– Постой, Антон… – растерялся Натыкач. – Это же я развелся. Я собирался тебе обо всем этом сказать…

Но мой кот его не слушал, разбушевался. Закричал на меня:

– Все эти свадьбы! Эти кольца! Кто придумал?

– А ты сними, не мучайся, – я предложила.

– Сниму, крошка, как скажешь.

– Вот и сними. И я тоже сниму.

Люди! Смотрите! Мы снимаем обручальные кольца. Мое легко соскакивает, а у Антона не идет, застряло.

– Вот сразу видно, кто у нас в семье сачкует, – он съехидничал и ушел в туалет.

А я смотрю на море, в черный глухой горизонт. И жду. Сейчас он намылит руки и стянет колечко. Мое колечко!
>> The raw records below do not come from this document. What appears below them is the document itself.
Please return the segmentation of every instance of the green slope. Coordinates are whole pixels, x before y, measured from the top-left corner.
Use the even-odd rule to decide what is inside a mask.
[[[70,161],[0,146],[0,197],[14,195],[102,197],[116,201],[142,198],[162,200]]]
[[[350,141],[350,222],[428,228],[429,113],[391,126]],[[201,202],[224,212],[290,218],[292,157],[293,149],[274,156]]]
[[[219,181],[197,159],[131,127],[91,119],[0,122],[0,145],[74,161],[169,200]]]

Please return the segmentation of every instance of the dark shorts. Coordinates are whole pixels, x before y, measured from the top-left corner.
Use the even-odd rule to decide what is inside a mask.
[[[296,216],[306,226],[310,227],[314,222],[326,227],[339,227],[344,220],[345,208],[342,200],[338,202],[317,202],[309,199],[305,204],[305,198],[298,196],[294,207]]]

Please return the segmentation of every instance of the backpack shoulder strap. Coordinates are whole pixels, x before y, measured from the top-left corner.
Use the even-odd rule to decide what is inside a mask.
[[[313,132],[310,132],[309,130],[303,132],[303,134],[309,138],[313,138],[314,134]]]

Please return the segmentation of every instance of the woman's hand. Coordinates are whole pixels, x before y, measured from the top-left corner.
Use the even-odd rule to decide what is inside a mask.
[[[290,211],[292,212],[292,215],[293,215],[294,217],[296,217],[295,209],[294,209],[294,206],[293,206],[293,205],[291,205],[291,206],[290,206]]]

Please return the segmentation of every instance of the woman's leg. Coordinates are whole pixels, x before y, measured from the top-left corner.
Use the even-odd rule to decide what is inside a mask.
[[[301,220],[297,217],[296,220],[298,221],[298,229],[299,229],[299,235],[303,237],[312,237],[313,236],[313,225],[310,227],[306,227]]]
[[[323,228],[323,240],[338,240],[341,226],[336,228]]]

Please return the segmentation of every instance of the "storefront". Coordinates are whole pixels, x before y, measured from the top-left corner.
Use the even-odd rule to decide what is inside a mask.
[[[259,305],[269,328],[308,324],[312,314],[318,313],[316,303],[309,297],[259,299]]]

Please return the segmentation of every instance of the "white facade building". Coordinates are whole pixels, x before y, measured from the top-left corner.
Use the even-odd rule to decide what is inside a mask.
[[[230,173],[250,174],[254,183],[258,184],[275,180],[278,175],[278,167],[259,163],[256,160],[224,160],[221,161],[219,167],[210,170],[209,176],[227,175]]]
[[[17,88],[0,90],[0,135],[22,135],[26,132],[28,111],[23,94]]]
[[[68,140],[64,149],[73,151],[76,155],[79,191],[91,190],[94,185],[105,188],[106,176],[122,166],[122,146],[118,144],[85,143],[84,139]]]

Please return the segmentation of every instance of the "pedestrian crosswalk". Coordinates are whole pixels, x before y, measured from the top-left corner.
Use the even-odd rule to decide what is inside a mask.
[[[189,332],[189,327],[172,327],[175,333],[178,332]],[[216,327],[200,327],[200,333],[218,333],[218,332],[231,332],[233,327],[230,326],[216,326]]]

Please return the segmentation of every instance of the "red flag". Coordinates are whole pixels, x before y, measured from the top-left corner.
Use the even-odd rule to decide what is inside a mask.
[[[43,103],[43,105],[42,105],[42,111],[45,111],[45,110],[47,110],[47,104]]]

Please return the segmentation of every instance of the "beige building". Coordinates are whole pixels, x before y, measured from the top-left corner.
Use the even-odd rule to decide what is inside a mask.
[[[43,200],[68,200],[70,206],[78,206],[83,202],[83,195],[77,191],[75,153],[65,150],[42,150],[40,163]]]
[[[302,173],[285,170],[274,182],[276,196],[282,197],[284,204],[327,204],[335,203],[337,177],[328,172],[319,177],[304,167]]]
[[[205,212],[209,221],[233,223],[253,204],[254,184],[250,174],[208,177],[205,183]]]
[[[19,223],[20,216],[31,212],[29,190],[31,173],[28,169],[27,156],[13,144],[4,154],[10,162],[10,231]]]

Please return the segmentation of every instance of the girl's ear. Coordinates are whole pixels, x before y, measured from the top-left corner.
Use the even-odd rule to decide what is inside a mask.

Я ему десять лет назад надевала.

– Соня, не пугай меня, – Олечка всплеснула руками, – последняя надежда на вас! Смотришь – и веришь во всю эту семейную жизнь!

– Вот, смотри, – Антон вернулся и показал белый след на пальце. – А как полегчало сразу! Даже дышать стало легче!

– Вот, вот, – оживился Натыкач. – И мне после развода сразу, прям сразу, так полегчало!

– Давай кольцо, – я сказала тигру, – сейчас все в море выброшу.

– Не надо, – он бросил кольца в мою сумку, – прибереги золотишко. А то свяжешься с каким-нибудь голодранцем…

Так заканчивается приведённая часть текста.